Lamber Goodnow Injury Lawyers is a legal team known for their work on implementing virtual reality (VR) technology for use in court cases in the United States.

==Virtual reality==

Lamber Goodnow Injury Lawyers specialize in personal injury and wrongful death claims. The group implements VR in a number of cases to help judges and juries see recreated scenes, such as crash sites. Accident scenes are translated into a 3D experience for Oculus Rift by a group of engineers and legal experts at the production company Kitchen Sink Studios, which reenacts collisions based on police records, victim stories, and witness statements. Lamber-Goodnow use the technology to help jury members understand what happened in a case.

==Other technology==

Aside from VR, the team has implemented several recent technological advances in a legal context.

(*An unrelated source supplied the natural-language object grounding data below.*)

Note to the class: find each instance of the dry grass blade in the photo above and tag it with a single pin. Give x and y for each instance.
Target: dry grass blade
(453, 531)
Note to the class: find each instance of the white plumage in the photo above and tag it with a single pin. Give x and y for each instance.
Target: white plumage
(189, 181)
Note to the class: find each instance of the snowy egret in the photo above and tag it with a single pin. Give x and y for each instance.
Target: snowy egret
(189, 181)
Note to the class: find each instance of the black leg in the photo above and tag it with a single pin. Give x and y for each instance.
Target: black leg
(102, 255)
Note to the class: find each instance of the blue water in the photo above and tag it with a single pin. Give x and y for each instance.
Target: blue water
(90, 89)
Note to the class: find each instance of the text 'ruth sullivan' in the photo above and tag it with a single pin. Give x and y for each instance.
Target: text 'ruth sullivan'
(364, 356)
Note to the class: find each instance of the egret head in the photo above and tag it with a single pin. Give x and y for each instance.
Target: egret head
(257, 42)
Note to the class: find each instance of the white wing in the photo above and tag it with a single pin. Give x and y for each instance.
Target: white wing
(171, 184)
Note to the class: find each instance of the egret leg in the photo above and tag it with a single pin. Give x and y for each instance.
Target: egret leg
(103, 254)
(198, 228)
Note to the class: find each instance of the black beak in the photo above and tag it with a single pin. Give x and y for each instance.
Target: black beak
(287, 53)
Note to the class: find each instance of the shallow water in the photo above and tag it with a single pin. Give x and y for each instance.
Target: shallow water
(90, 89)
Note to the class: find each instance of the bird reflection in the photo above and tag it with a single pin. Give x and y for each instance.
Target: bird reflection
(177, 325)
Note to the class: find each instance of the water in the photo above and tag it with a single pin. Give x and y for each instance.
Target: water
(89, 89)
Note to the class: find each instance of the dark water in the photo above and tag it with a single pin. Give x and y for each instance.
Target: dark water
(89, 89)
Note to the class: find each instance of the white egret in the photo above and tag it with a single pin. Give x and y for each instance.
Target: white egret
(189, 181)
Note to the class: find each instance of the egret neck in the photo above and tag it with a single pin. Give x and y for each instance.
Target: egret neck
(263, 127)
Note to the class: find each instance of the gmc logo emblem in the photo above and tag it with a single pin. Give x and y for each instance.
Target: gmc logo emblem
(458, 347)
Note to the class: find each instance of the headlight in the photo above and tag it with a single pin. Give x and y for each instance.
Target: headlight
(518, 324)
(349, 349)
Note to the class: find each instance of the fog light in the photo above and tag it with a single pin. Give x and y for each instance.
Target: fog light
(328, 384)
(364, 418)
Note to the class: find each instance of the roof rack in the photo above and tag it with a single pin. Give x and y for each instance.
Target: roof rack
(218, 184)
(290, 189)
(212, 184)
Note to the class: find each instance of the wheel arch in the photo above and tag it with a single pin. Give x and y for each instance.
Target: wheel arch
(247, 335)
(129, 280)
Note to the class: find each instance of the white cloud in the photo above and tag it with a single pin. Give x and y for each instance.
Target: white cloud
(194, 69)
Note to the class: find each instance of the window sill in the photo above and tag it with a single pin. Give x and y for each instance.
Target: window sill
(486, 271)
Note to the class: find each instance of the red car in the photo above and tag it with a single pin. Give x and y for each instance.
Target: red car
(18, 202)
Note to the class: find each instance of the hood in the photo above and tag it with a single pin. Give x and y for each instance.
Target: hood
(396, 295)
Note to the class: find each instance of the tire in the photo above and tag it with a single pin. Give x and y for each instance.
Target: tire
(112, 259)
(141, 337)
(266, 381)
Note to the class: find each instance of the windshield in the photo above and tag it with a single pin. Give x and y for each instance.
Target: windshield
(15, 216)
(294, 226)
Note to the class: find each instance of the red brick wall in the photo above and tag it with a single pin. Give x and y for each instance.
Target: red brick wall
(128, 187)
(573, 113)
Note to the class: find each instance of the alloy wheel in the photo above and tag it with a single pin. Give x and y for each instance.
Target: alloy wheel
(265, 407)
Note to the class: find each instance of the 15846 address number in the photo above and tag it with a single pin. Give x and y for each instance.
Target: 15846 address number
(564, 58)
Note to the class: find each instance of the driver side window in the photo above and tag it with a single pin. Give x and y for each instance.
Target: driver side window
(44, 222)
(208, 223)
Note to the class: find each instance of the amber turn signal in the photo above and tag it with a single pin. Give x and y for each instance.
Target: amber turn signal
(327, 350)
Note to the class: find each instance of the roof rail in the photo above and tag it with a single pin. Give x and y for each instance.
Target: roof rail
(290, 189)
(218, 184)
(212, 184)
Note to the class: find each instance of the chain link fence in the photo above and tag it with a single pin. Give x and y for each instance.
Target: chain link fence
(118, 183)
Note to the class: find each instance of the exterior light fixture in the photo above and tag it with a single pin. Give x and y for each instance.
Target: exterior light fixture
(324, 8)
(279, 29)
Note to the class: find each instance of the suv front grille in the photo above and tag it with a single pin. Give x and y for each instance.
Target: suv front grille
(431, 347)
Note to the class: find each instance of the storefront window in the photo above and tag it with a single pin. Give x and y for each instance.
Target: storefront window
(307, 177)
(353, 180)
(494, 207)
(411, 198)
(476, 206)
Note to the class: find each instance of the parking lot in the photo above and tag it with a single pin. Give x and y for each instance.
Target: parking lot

They use 3D printers to provide jurors with tangible objects to show issues such as product defects. They implemented the use of Google Glass: to determine which arguments are most compelling with focus groups; and loaning them to clients so they can record a day in their lives post-injury. Instead of traditional demand letters proposing out-of-court settlements, they send iPads pre-loaded with a demand video.

==Practice and offices==

The Lamber-Goodnow team developed within Fennemore Craig. They have offices in Phoenix, Denver and Chicago.